Hello! I have tried searching for a solution to this question, but I suspect I am not wording it/using the proper terminology so I thought I’d ask for your help. Sorry in advanced if this is a semi common question.
I have a map that I imported as a .obj. It is a single, large mesh (monolithic I think is how you might call it?). I can’t import it into unity due to the vertex max count, which is fine. The object is 250k, the max I can import is 60k. Anywhere I read online suggests to break the .obj into different parts. I am not sure how to do this.
Ideally, I could break it into a grid. Ie: 3x3, or into columns/lines. However, I can’t find anything really reliable to do this. The best option I’ve seen so far is perhaps to scale a cube, add a boolean difference, and cut it manually. But this seems somewhat sloppy and also is pretty laggy/messy.

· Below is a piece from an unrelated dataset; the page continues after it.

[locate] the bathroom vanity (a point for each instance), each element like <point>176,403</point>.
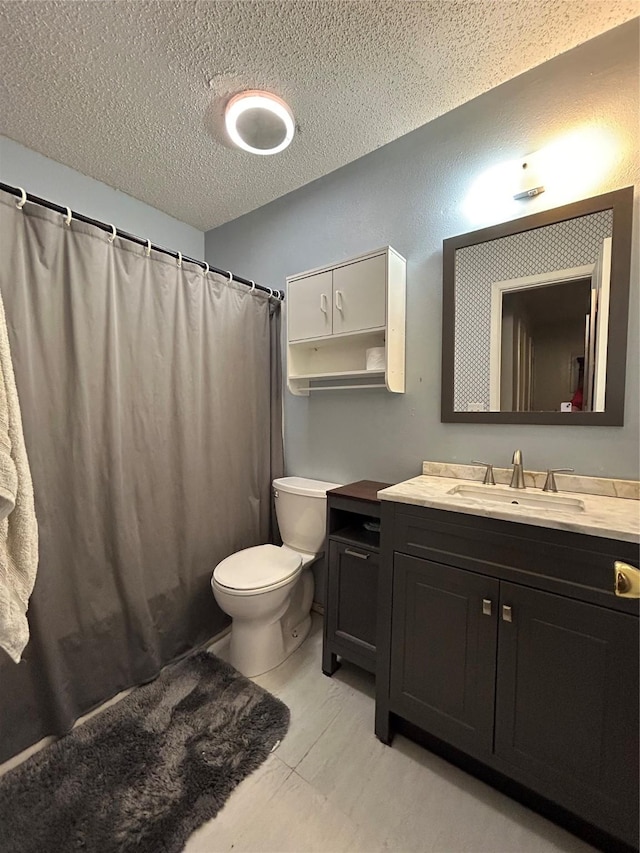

Any tips in the right direction or alternatives would be much appreciated. Thank you for the help and again sorry if this is somewhat common, I couldn’t find the right kind of tutorial when I used words like “divide, split, separate, etc.”
Select the faces you want to separate, and press P to get the separate menu. Choose “selection”. Do this as many times as you need to break the mesh down.
or
create a grid out of plane (mesh), then use for cutting… more > Knife Tool (Knife Project)
or
split/separate using box select
or
multiply mesh & then delete duplicated parts/areas
or
as you proposed boolean using cube array
or
mix all of the above
Kind of hard to point you in the right direction without a .blend file to screenshot the process, but if it has a mesh to it and not just one solid plane extruded down to make it cube like then you can select a section of faces both top bottom and sides and then use “p” separate and repeat as needed to get the object down to required sizes as mentioned above. If it is a solid plane extruded then you can use the knife tool and slice it where you need and fill the faces that need to be filled. You may have to adjust the uv mapping when doing these methods otherwise you might end up with a funky looking result.
Here is a little rundown just shooting in the dark here.
Selected the faces I wanted to make a separate mesh
Then once done filling then you end up with 4 separate objects, but as I mentioned you may need to unwrap over again being the objects are not the same original object mesh.